Page 1 of 1

Lookup file set best place to use it

Posted: Tue Apr 13, 2010 4:10 am
by myukassign
In one of Rays post I saw Dataset is the best stage to use if I want to store data for a reference link and the data volume is huge.

Then practically this lookup file set is designed to use at which place. Can anyone give me a scenario where this stage do the best fit.

I am in to designing these days and sorry for asking this question as this stage leave me in a confused state.

Re: Lookup file set best place to use it

Posted: Tue Apr 13, 2010 4:14 am
by madhukar
Lookup fileset to be used, if reference data fits into memory and used in multiple jobs

Posted: Tue Apr 13, 2010 4:43 am
by srinivas.g
Spare lookup better to use lookup file set

Posted: Tue Apr 13, 2010 4:45 am
by srinivas.g
Spare lookup better to use lookup file set

Posted: Tue Apr 13, 2010 5:22 am
by ray.wurlod
I think you must have misinterpreted what I said.

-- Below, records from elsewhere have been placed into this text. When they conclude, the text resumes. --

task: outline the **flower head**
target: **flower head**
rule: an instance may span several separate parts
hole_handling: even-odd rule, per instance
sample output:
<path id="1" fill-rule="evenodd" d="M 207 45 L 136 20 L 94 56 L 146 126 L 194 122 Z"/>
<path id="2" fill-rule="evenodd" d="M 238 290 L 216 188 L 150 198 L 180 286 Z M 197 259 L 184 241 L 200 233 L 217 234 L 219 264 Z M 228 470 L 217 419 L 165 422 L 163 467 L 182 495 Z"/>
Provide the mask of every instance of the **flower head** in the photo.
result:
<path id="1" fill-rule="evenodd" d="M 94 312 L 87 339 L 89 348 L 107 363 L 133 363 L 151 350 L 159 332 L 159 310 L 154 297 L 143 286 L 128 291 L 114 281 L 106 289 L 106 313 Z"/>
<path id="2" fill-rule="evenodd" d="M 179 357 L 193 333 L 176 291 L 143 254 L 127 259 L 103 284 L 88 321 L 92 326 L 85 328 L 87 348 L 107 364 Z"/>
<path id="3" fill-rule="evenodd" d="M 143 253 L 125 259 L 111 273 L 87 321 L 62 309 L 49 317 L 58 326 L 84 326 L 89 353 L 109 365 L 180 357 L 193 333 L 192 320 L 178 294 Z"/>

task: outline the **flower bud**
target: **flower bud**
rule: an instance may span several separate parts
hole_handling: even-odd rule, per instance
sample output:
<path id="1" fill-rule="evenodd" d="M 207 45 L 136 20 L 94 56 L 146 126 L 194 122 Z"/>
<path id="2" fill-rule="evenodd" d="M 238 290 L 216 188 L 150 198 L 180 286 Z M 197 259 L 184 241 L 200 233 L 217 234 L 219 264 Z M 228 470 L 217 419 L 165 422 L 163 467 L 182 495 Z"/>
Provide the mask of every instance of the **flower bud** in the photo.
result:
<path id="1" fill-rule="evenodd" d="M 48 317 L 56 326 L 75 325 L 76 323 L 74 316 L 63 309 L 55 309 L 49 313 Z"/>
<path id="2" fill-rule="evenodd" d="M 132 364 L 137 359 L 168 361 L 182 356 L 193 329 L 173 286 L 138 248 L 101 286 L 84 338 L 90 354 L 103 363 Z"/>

The only place you can use a Lookup File Set is to service the reference input to a Lookup stage. The benefit you get is that the index on the lookup key is pre-built - it does not have to be build "on the fly" by the LUT_CreateOp operator.

And, yes, the total volume of reference data must still fit into memory.

Data Sets are really more about staging data between parallel jobs, rather than servicing lookups. However, it would be an interesting exercise to determine whether the cost of the import operator associated with a Lookup File Set would be greater or less than the cost of the LUT_CreateOp operator building the index if a Data Set were used.

Posted: Wed Apr 14, 2010 11:53 pm
by myukassign
In my experience.. lookup fileset did a better job than the dataset....

I stand for Lookup file set than DS.

Thanks for your reply. I m closing this thread.